When I was in Cartagena after the New Year, everyone I met said Playa Blanca was just too packed to visit. It was high season and many people were on holiday. But I knew it was a place I wanted to go. You can dive, snorkel, swim with the plankton, sleep in hammocks, camp, dance, etc. There is no power during the day, and very limited fresh water, so showers are not a priority. A lot of people do day trips to Isla Barú/Playa Blanca from Cartagena and there are a number of ways to get there. You can go by boat, take a shuttle with a local hostel, or take a bus to Pasacaballos and then a moto taxi to Playa Blanca. Food and water are more expensive as it is an island, so if you staying the night (or nights as it is definitely one of those places you begin to lose track of time) and you are on a budget, it is advised to take at least the basics with you.
We arrived about midday as we were coming from the Santa Marta area. As we entered the beach, there were a lot of people. But just walk towards the right when facing the sea and the crowd becomes less and less. You will start to see hostels and cabanas and feel a very relaxed vibe. We had a tent so we were able to camp. Accommodation is very basic, but what more do you really need when you are relaxing in paradise?

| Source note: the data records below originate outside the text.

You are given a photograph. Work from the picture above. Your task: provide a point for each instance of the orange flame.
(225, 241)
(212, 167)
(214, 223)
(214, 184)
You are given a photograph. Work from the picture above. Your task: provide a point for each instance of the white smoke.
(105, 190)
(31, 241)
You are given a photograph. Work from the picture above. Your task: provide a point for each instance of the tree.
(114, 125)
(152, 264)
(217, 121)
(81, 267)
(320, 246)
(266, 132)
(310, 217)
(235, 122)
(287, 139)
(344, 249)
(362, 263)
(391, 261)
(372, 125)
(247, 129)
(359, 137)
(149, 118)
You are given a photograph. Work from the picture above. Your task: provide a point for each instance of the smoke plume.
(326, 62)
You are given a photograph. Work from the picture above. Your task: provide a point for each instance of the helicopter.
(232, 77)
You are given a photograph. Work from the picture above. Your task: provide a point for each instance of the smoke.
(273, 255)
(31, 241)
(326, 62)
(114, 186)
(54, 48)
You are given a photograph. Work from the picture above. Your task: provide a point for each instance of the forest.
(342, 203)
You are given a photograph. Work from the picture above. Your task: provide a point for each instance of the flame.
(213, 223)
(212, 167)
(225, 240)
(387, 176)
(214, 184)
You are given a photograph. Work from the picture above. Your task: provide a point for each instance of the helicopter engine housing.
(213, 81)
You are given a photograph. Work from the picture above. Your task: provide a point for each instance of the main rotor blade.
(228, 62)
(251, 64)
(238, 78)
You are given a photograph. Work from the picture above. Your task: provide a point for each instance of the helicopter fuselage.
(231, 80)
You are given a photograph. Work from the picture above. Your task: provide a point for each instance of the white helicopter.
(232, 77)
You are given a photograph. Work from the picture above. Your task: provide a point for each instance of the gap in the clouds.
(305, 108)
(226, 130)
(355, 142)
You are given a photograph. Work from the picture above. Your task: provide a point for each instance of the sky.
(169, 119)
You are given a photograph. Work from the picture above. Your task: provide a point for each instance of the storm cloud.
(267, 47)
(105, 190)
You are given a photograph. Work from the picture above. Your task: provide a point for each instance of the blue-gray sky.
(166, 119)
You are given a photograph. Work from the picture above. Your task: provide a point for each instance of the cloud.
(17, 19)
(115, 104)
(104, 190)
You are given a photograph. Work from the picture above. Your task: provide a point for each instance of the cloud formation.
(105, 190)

We took the plancton (plankton) tour with Afro Nautica Cartagena. They are a dive center with a number activities. You can do fun or discovery dives with them, snorkel/skin dive, swim with the plankton, or take a day trip to Isla del Rosario. The plankton tour was amazing. You meet at Afro Nautica for a briefing on plankton. What it is, what it isn’t, etc. The briefing is offered in both Spanish and English depending on the group. There were a little more than 20 of us, so they split us into two groups and off we went into the night via a lancha. You are given a lifevest and once you arrive to the location, you enter the water two at a time. You can immediately see the plankton changing the color in the water as you approach in the lancha. I have swam with bioluminescent plankton before, but it was different here. It was so bright and fluorescent. In the past it was more like a sparkle in the water. Sadly, you need a special camera to truly capture it, a GoPro won’t pick it up at all, below was the best we could capture from the lancha. Which just means you have to go check it out for yourself, trust me, it’s worth it!
The next day we decided to do the skin dive with Afro Nautica (bonus: they take credit cards as there are no ATMs on the island). I had no idea what skin diving was. It is snorkeling while holding your breath to dive and observe aquatic life up close. You use a mask, fins, and snorkel. They teach you the skin diving techniques such as clearing water from your snorkel. You snorkel (swimming in the surface and looking down) and when you see something you’d like to explore more closely, you skin dive (dive below the surface). This was not a strong suit for me, and our guide was very patient and encouraging with me. I am glad I tried it as it was something different and pushed me out of my comfort zone. There were some nice fish and corals that we were able to see on the tour.
There are several options to return to Cartagena. We left in the afternoon. There is a shuttle that goes back around 3pm. This allows you to get in another full day enjoying the beach and the beautiful turquoise water. I highly recommend staying at least one night in Playa Blanca. Seeing that sunset alone is worth it.